Dans leur for intérieur, les assistants étaient obligés de reconnaître l’entière justesse de cette observation : tous, plus ou moins, s’étaient sentis frappés au cœur par les paroles venues du cœur extasié de l’Apôtre d’Allah. Tous avaient été maintes fois sur le point de céder à la fascination qu’exerçaient sur eux ses accents, inspirés par une foi surhumaine. Et il avait fallu toute la violence de leurs intérêts matériels et de leurs passions terrestres, si gravement lésés par sa pure doctrine, pour les retenir.
Cependant, ils devaient prendre une décision immédiate afin d’empêcher, à tout prix, les Arabes étrangers d’être soumis à une pareille épreuve. Ils convinrent donc de dire que Muhammad était en possession de charmes puissants, au moyen desquels il semait la discorde dans les familles, séparant le frère du frère, le fils du père, le mari de la femme…

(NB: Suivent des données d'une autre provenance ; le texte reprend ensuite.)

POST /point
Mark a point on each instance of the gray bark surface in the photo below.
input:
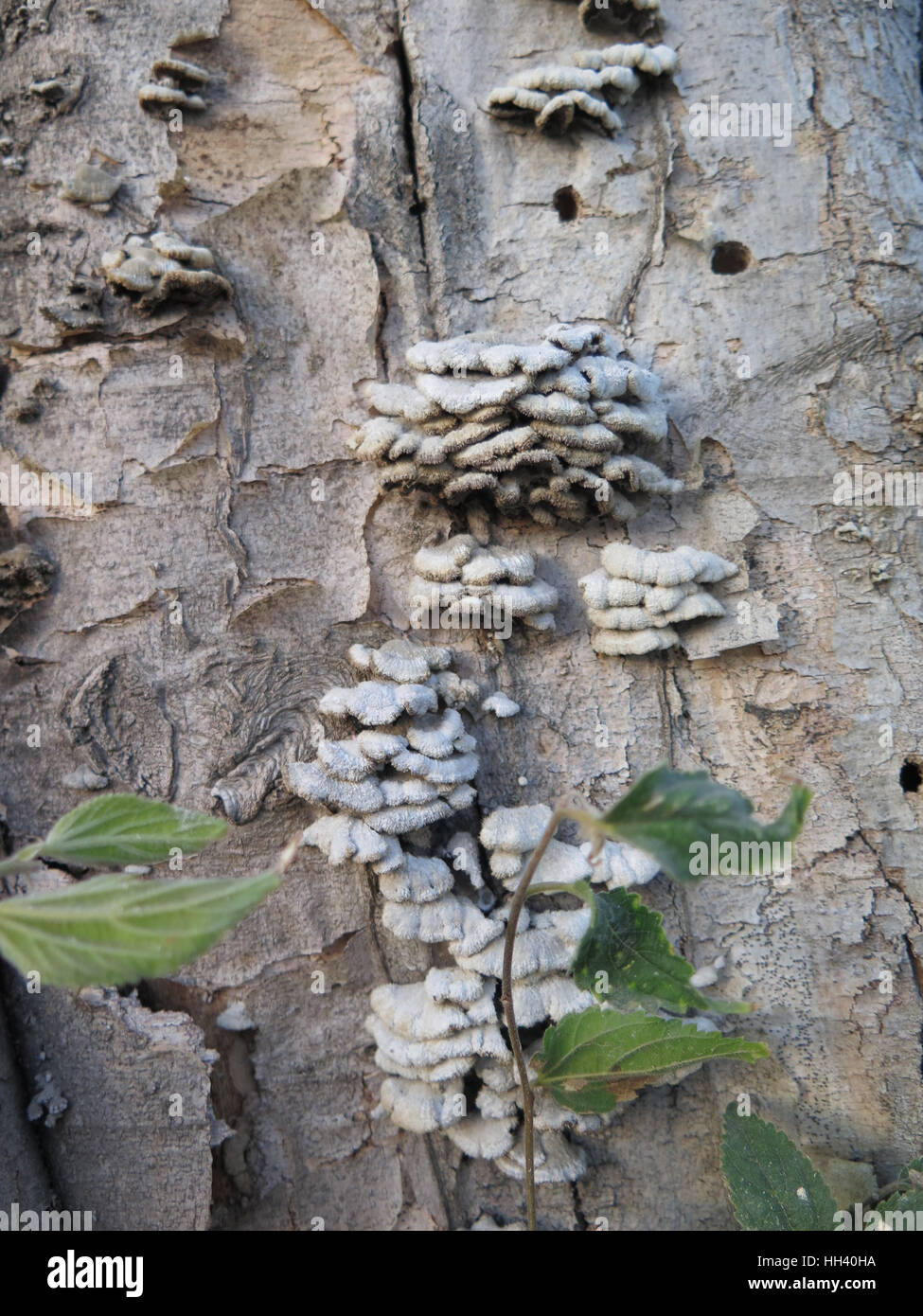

Puis, quand les pèlerins commencèrent à affluer, Walîd et ses complices les attendirent, postés sur les différentes routes qui conduisent à la Mecque. Et il ne passa sur ces routes aucun Arabe qui ne fût prévenu par eux contre Muhammad. Mais, si quelques-uns des pèlerins furent effrayés par leurs avertissements et redoutèrent les sortilèges dont ils les menaçaient, la plupart d’entre eux sentirent redoubler leur curiosité à l’égard de cet homme extraordinaire, dont les paroles causaient tant d’appréhension aux seigneurs de la cité.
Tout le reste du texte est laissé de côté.